A year of large scale GraphQL - the biggest takeaways

peternycander profile image Peter Nycander Updated on ・5 min read

GraphQL experiences from using it at scale (2 Part Series)

1) A year of large scale GraphQL - the biggest takeaways 2) HOWTO: Adopting GraphQL in an existing project

GraphQL has been around for quite a while now, and it has been a hot topic as a possible candidate for the next generation of data fetching.

I have been working with large scale GraphQL for over a year now, mainly for the nordic subcription video on demand (SVOD) service C More. I had never touched GraphQL before this, so I thought my experience during this time could be valuable for folks early in their GraphQL journey.

What is GraphQL

GraphQL is a query language, in which you ask the server explicitly for what you need. You can think of it as sending a string with all the keys of a JSON object, which the server should populate for you. This is what a query can look like:

query {
  series(id: 3446) {
    suggestedEpisode {

Which would return:

  "data": {
    "series": {
      "title": "Game of Thrones",
      "year": 2019,
      "suggestedEpisode": {
        "title": "Winterfell",
        "episodeNumber": 1

On C More we have completed the move to GraphQL, so all the different clients (TV clients, mobile apps and web) are using GraphQL for all their data fetching. I have been part of implementing the GraphQL server and the web implementation.

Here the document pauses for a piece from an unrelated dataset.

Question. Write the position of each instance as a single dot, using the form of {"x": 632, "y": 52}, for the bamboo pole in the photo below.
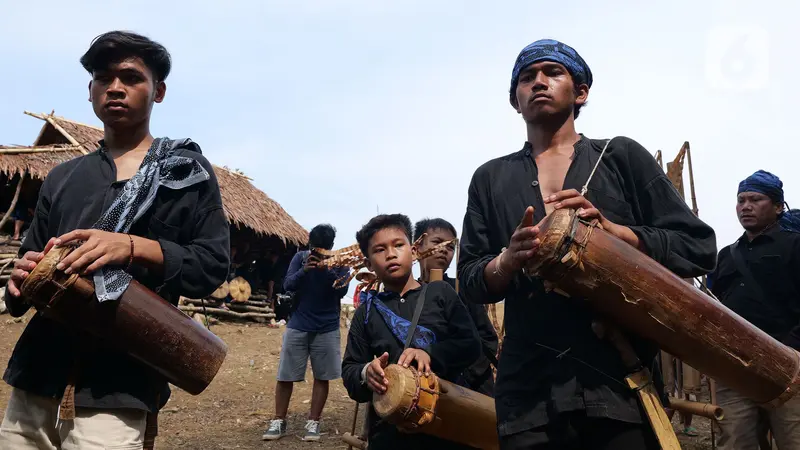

The pleasant surprises/good parts

There are a lot of upsides to using GraphQL, and ranting about all of them would require a different format. However, there are a few things that surprised me which I want to bring up.

Caching and optimistic UI

I have been using React Apollo on the client side, and I think it has just the right amount of magic to make UI development a breeze.

Say you want to implement optimistic UI (assume server call will be ok, and update UI early). It is certainly possible with a lot of different technologies. But how would you update something like "Added to my list" across a) the panel showing all items in "My List", b) the item you just clicked on, and c) any other occurrence of that item? How do you roll back those changes if the request failed? It is not easy to say the least.

This comes pretty much out-of-the-box with React Apollo. The docs do a great job explaining what optimistic UI is and how you implement it. The optimistic response and the actual server value will update the data in all places, thanks to the cache normalization.

Keeping the client code clean and stupid

With the rise of microservices, more work is being pushed to the client side. It involves things like having multiple network round trips to fetch all data, and having to duplicate complexity between different clients. Multiple round trips are solved automatically by using GraphQL. Avoiding massaging backend data to fit the UI can be solved by introducing new GraphQL fields, which might not make sense from a backend perspective, but do make sense from a UI perspective.

Works great on serverless

As long as you do not use GraphQL subscriptions, running your GraphQL server as a serverless function works great. Since you only use a single endpoint, you will run the entire server as a single function. This gives you all of the benefits from serverless, with little to none of the downsides.

The mistakes/hard parts

GraphQL is not trivial, and implementing it won't be all good. Just as the good parts, I could write tens of blog posts about the mistakes you can make with GraphQL, but I'm just going to mention the biggest ones.

Server side caching is tough

C More is a SVOD service not unlike Netflix, with some personalized data (progress, recommendations, etc), and some public data (series info, episode descriptions, etc). A GraphQL query might include series details, and which episode you are on.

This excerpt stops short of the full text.